The authors sought to determine whether flow diversion with the Pipeline Embolization Device (PED) can approximate microsurgical decompression in restoring function after cranial neuropathy following carotid artery aneurysms.

METHODS

This multiinstitutional retrospective study involved 45 patients treated with PED across the United States.

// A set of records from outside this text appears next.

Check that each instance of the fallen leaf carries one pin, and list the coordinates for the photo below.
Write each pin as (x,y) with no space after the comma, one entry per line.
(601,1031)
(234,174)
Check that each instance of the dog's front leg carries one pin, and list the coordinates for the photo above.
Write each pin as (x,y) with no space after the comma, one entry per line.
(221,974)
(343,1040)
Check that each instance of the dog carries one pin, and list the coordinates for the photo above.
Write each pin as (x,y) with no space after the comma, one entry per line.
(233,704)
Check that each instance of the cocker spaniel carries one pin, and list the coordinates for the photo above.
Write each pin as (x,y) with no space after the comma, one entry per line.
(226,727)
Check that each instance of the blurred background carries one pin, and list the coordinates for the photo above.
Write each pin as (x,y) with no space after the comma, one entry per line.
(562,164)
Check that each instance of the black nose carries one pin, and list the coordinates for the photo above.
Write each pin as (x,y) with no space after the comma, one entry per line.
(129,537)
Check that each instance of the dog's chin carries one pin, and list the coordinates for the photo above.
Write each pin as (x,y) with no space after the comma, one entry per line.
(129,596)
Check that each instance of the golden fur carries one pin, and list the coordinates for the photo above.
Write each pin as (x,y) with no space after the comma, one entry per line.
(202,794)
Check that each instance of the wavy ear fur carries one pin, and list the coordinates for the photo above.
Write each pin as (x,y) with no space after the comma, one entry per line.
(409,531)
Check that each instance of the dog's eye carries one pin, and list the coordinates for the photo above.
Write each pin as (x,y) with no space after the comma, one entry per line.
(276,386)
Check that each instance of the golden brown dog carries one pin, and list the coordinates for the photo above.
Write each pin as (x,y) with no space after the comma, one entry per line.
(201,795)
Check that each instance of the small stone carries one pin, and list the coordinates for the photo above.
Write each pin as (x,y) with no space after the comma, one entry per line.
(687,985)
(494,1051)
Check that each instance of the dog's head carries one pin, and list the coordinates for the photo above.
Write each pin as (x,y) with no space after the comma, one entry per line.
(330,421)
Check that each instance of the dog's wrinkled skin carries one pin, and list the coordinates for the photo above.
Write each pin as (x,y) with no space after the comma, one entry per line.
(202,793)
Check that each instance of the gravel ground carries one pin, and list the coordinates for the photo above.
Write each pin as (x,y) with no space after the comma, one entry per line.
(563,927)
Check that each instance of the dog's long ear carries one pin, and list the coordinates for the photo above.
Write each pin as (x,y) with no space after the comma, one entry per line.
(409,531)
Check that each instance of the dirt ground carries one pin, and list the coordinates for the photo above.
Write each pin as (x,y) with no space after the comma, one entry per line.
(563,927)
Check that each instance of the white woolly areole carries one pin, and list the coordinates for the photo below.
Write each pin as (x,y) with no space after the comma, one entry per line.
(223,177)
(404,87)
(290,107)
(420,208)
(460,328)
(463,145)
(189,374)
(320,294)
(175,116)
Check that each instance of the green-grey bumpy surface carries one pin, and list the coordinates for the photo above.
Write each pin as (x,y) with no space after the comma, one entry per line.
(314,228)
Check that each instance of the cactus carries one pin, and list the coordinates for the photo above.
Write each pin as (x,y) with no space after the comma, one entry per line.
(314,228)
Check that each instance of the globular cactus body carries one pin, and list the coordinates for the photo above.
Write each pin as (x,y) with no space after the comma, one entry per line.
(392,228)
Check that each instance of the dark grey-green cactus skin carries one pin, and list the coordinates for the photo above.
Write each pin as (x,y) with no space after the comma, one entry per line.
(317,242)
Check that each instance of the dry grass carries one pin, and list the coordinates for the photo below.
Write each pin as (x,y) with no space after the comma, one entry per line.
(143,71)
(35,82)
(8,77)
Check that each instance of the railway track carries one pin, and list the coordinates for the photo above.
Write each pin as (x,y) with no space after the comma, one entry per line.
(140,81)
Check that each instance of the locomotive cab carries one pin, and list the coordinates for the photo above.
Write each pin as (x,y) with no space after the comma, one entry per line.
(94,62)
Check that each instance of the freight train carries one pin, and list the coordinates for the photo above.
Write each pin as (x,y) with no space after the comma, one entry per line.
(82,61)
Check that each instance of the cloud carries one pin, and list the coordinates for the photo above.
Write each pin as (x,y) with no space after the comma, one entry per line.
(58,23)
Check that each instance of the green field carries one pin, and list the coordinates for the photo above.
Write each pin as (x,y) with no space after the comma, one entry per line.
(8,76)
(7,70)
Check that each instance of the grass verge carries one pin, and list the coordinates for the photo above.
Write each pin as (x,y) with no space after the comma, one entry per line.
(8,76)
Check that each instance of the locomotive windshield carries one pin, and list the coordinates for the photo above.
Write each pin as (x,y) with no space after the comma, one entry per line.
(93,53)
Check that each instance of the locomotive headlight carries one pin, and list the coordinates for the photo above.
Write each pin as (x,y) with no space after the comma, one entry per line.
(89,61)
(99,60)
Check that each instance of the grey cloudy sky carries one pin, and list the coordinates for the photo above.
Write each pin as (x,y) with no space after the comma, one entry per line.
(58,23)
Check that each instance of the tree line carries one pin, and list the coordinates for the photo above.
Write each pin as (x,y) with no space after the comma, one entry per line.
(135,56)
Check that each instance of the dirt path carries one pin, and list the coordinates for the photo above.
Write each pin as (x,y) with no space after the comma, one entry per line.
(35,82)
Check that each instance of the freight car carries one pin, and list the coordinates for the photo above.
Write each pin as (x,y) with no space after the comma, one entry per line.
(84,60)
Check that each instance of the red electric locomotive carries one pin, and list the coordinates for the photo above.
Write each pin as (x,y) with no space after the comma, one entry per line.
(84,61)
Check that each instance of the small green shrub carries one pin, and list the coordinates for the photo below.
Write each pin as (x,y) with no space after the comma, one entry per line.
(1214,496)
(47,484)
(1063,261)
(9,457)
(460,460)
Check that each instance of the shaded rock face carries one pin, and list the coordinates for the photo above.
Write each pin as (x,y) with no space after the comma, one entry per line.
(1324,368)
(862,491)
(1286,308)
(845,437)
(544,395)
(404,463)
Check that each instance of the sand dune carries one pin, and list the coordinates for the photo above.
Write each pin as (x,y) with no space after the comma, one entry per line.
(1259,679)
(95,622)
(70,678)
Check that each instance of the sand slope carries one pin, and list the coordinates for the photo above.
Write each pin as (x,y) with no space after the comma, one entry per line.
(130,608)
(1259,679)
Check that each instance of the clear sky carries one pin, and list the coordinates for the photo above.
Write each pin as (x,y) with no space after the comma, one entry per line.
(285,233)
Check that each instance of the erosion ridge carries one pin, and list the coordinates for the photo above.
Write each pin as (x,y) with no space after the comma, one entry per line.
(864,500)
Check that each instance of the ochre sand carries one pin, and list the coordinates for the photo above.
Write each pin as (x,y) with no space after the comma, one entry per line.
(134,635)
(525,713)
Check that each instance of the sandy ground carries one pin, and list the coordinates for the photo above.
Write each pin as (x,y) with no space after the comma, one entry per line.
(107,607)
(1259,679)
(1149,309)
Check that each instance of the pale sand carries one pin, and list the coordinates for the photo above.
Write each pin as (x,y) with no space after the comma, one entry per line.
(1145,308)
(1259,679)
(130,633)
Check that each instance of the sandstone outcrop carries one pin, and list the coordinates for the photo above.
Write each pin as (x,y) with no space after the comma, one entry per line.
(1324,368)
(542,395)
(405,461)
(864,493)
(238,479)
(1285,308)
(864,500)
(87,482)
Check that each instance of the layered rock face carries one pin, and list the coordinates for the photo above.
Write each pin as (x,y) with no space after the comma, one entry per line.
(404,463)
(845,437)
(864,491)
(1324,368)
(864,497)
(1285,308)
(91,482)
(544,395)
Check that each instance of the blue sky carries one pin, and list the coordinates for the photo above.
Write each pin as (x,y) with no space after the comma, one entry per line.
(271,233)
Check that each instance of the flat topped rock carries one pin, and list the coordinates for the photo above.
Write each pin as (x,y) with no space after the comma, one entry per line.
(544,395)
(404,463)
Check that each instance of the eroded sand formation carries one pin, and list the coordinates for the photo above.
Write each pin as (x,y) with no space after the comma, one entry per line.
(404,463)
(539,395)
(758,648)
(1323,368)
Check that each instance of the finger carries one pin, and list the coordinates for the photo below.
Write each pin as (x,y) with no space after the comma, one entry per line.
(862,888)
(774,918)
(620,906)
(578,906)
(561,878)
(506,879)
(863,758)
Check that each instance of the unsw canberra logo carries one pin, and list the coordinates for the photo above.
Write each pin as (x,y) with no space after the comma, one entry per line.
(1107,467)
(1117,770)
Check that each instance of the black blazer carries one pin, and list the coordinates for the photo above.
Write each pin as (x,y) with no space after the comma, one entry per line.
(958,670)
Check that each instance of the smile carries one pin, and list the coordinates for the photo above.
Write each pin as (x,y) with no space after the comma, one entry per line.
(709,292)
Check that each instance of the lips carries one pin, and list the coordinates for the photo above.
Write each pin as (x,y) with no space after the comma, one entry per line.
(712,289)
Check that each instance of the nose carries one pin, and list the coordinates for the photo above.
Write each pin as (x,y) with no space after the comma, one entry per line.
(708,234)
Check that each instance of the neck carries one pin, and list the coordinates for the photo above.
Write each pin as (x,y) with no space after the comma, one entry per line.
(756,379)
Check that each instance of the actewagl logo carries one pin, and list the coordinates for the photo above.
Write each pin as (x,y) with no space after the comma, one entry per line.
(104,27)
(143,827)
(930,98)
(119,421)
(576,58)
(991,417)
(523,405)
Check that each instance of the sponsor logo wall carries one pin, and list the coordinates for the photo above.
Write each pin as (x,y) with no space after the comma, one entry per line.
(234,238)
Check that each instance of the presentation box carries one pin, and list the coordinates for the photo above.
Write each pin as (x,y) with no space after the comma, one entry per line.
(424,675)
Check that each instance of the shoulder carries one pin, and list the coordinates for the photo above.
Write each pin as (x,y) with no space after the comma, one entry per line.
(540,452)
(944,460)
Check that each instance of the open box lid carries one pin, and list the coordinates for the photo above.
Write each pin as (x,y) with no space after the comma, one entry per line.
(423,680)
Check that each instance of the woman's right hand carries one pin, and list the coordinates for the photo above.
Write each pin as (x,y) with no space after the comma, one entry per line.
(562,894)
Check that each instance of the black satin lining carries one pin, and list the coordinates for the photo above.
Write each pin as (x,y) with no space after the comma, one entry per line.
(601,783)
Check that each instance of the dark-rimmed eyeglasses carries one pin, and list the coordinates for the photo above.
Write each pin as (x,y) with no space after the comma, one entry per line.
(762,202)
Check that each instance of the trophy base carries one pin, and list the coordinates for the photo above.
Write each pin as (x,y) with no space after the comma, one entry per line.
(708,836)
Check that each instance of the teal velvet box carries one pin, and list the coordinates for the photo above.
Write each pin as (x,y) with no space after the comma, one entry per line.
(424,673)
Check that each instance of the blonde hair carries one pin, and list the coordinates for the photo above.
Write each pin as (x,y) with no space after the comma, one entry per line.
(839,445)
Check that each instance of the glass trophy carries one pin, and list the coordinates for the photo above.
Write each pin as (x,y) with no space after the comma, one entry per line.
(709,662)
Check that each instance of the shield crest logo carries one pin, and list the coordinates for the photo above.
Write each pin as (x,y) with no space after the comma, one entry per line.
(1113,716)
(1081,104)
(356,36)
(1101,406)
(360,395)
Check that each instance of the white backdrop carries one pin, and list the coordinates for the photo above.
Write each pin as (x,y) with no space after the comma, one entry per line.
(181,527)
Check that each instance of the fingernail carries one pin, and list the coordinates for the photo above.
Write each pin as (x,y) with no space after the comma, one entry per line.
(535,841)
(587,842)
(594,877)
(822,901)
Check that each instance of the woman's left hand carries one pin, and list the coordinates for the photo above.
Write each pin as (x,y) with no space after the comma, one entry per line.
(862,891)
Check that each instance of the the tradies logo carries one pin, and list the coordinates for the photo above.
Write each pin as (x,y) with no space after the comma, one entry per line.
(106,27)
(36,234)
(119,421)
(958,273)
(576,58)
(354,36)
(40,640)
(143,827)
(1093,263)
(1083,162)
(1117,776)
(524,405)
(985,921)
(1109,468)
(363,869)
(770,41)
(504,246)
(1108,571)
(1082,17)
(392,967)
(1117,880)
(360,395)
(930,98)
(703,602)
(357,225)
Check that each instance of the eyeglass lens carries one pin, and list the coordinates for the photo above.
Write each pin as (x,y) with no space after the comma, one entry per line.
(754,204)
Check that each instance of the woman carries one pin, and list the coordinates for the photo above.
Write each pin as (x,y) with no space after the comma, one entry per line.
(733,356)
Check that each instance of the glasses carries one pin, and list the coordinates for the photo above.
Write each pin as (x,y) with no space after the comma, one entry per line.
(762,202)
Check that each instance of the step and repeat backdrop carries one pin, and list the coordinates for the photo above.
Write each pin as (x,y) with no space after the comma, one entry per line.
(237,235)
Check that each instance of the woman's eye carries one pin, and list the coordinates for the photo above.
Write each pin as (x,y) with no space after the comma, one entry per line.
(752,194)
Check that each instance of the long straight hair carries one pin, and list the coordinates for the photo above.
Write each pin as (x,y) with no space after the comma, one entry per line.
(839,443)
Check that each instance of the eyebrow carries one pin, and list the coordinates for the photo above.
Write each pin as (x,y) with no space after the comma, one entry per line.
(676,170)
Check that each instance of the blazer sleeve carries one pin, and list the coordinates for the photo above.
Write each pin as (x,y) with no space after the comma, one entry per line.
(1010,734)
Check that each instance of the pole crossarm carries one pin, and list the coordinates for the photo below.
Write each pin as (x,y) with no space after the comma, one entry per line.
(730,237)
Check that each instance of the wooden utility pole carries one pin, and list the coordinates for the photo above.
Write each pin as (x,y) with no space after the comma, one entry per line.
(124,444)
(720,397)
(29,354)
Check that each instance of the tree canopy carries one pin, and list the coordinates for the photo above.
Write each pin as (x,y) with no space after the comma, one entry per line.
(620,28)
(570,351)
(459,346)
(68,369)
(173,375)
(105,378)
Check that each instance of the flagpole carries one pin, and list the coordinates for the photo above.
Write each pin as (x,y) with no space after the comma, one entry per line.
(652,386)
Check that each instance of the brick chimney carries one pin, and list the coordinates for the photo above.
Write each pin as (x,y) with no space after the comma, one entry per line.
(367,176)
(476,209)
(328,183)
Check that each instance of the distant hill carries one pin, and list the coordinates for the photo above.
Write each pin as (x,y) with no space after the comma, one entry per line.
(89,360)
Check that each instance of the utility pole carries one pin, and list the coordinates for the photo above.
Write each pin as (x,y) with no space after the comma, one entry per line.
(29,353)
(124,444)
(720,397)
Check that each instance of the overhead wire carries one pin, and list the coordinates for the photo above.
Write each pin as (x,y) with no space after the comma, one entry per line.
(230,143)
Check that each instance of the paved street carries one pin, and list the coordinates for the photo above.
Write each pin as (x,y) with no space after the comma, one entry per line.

All patients included presented between November 2009 and October 2013 with cranial neuropathy (cranial nerves [CNs] II, III, IV, and VI) due to intracranial aneurysm. Outcome analysis included clinical and procedural variables at the time of treatment as well as at the latest clinical and radiographic follow-up.

RESULTS

Twenty-six aneurysms (57.8%) were located in the cavernous segment, while 6 (13.3%) were in the clinoid segment, and 13 (28.9%) were in the ophthalmic segment of the internal carotid artery. The average aneurysm size was 18.6 mm (range 4–35 mm), and the average number of flow diverters placed per patient was 1.2. Thirty-eight patients had available information regarding duration of cranial neuropathy prior to treatment. Eleven patients (28.9%) were treated within 1 month of symptom onset, while 27 (71.1%) were treated after 1 month of symptoms. The overall rate of cranial neuropathy improvement for all patients was 66.7%. The CN deficits resolved in 19 patients (42.2%), improved in 11 (24.4%), were unchanged in 14 (31.1%), and worsened in 1 (2.2%). Overtime, the rate of cranial neuropathy improvement was 33.3% (15/45), 68.8% (22/32), and 81.0% (17/21) at less than 6, 6, and 12 months, respectively. At last follow-up, 60% of patients in the isolated CN II group had improvement, while in the CN III, IV, or VI group, 85.7% had improved. Moreover, 100% (11/11) of patients experienced improvement if they were treated within 1 month of symptom onset, whereas 44.4% (12/27) experienced improvement if they treated after 1 month of symptom onset; 70.4% (19/27) of those with partial deficits improved compared with 30% (3/10) of those with complete deficits.

CONCLUSIONS

Cranial neuropathy caused by cerebral aneurysm responds similarly when the aneurysm is treated with the PED compared with open surgery and coil embolization. Lower morbidity and higher occlusion rates obtained with the PED may suggest it as treatment of choice for some of these lesions. Time to treatment is an important consideration regardless of treatment modality.